Title: Crystallization and preliminary X-ray crystallographic analysis of EstE1, a new and thermostable esterase cloned from a metagenomic library
Byun JS, Rhee JK, Kim DU, Oh JW, Cho HS
Ref: Acta Crystallographica Sect F Struct Biol Cryst Commun, 62:145, 2006 : PubMed
Abstract


ESTHER: Byun_2006_Acta.Crystallogr.Sect.F.Struct.Biol.Cryst.Commun_62_145
PubMedSearch: Byun 2006 Acta.Crystallogr.Sect.F.Struct.Biol.Cryst.Commun 62 145
PubMedID: 16511287
Gene_locus related to this paper: 9arch-q5g935

Abstract

EstE1, a new thermostable esterase, was isolated by functional screening of a metagenomic DNA library from thermal environment samples.
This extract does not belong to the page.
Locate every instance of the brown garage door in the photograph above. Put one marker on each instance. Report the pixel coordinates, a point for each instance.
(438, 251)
This enzyme showed activity towards short-chain acyl derivatives of length C4-C6 at a temperature of 303-363 K and displayed a high thermostability above 353 K. EstE1 has 64 and 57% amino-acid sequence similarity to est(pc)-encoded carboxylesterase from Pyrobaculum calidifontis and AFEST from Archaeoglobus fulgidus, respectively. The recombinant protein with a histidine tag at the C-terminus was overexpressed in Escherichia coli strain BL21(DE3) and then purified by affinity chromatography. The protein was crystallized at 290 K by the hanging-drop vapour-diffusion method. X-ray diffraction data were collected to 2.3 A resolution from an EstE1 crystal; the crystal belongs to space group P4(1)2(1)2, with unit-cell parameters a = b = 73.71, c = 234.23 A. Assuming the presence of four molecules in the asymmetric unit, the Matthews coefficient VM is calculated to be 2.2 A3 Da(-1) and the solvent content is 44.1%.